What have your experiences been like?
I just had my home appraised for a Homeline BMO mortgage. Appraisal cme in 5K more than the tax assessment. Good for me if the city wants to asses me higher, but ultimately my house is worth what someone is willing to pay, which right now is more than the appraiser.
Out of curiosity, do these appraisers know what you are applying for, and do they come close to what the bank is gonna lend you?
BMO is picking up the tab, but I could have saved them 300 bucks and simply gone with the city assessment.
All in all I dont think appraiser add any value.
Your thoughts?


----------



## Berubeland (Sep 6, 2009)

Well since the meltdown in the States the appraisal business has been booming here in Canada.
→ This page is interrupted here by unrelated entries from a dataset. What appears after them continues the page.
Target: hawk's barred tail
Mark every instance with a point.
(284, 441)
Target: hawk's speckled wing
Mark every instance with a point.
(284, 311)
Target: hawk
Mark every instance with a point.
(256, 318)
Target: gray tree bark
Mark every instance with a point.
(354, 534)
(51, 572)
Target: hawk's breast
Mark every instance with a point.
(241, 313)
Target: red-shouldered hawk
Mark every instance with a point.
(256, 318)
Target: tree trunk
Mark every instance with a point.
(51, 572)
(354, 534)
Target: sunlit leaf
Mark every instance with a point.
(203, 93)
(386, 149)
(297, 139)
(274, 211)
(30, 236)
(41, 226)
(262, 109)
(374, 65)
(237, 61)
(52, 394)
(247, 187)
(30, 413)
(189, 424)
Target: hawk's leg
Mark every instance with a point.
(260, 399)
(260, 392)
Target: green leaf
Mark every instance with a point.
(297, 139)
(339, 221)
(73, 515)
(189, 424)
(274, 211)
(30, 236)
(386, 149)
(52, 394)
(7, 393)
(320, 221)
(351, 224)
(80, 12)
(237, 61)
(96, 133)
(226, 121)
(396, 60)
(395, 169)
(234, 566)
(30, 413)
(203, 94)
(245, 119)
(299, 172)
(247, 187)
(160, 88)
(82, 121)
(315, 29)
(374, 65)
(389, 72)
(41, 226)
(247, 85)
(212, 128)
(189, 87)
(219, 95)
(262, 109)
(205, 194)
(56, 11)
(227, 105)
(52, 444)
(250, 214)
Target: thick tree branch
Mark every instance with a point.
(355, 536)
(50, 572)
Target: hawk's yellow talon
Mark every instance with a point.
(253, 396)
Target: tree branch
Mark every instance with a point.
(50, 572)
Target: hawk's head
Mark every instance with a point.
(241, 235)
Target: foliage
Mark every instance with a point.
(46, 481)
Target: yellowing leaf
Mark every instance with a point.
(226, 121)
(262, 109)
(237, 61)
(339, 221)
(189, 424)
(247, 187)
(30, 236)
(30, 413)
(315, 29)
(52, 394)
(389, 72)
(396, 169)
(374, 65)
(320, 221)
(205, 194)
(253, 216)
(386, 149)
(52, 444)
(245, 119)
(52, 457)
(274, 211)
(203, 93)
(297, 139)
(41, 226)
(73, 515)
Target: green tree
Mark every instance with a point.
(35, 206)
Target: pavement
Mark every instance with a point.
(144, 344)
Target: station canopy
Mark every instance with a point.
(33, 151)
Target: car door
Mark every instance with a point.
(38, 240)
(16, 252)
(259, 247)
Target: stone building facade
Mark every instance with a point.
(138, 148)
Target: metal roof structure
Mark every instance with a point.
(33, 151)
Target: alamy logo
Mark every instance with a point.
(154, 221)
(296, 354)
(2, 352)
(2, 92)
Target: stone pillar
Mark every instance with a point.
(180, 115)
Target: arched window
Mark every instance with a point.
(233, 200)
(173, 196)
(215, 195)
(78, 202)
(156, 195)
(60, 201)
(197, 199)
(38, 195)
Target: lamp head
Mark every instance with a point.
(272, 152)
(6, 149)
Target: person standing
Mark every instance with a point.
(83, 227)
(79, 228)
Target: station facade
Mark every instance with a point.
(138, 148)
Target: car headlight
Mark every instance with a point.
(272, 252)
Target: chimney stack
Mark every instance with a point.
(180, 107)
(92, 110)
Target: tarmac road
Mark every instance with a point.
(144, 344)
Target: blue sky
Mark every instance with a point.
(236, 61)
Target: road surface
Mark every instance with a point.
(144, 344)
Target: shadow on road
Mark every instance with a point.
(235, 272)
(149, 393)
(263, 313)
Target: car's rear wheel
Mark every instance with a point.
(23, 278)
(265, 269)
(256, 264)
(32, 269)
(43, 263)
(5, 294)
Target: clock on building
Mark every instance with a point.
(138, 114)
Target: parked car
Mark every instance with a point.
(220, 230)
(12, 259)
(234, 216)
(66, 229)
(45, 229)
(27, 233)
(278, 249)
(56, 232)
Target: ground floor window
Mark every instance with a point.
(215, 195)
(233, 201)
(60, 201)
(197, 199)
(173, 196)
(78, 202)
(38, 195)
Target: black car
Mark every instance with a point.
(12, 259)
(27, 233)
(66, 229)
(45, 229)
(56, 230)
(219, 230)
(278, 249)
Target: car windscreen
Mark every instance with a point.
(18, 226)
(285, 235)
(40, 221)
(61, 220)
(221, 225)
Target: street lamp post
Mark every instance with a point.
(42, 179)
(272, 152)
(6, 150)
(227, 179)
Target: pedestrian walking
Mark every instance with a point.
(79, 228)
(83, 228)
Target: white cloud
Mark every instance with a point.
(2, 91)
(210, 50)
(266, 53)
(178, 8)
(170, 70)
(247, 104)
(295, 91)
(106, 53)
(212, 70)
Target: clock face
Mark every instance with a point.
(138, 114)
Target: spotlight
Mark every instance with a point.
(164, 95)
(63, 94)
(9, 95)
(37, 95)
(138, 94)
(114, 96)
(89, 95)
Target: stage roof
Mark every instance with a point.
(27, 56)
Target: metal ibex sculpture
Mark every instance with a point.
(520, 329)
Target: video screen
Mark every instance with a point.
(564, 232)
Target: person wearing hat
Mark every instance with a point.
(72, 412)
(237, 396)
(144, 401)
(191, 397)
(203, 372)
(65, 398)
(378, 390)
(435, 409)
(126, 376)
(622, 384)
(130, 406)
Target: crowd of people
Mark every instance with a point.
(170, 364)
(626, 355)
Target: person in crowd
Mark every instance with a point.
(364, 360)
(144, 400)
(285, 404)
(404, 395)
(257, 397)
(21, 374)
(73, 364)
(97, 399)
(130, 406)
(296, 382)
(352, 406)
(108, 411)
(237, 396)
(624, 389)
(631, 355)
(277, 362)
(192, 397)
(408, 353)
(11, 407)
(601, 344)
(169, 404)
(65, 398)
They are being extremely conservative about their appraisals much more so then before. 

In 10 years of property management I had never had a property appraised until last year. I also manage three brand new condos at Sherway Gardens and the bank wanted those appraised as well??? before lending. The house I manage was also appraised as well as the townhouses I manage.


----------



## Oldroe (Sep 18, 2009)

Just say no to the cost of appraisers the banks will negotiate most times to zero.


----------



## OptsyEagle (Nov 29, 2009)

bean438 said:


> BMO is picking up the tab, but I could have saved them 300 bucks and simply gone with the city assessment.


Homes are not very liquid, all things considered. So when it comes to appraised value, it is more of an art then a science. If you bring in a real estate agent, who is trying to appease you, you will find an appraisal in the upper range of possibilities. If you bring in an appraiser, who works for a bank, like you did, he/she will end up with a number on the lower range of possibilities.

This is because, this appraiser could not care less whether you get a loan or not and/or how much that loan is for. What they do care about is not appraising a house for more than it is actually worth and losing the bank money from their erroneous appraisal (if the appraisal is too low the bank will not lose money from this type of error). Losing the bank money will significantly reflect on their repeat business and that is what they care about.

As for the city assessment. They are done with computers and have proven not to be accurate enough for lending purposes.


----------



## bean438 (Jul 18, 2009)

I would say my city was accurate, after getting the appraisal. I remember my first home 10 years ago was appraised for a lot more than it was worth. I can see being more conservative these days


----------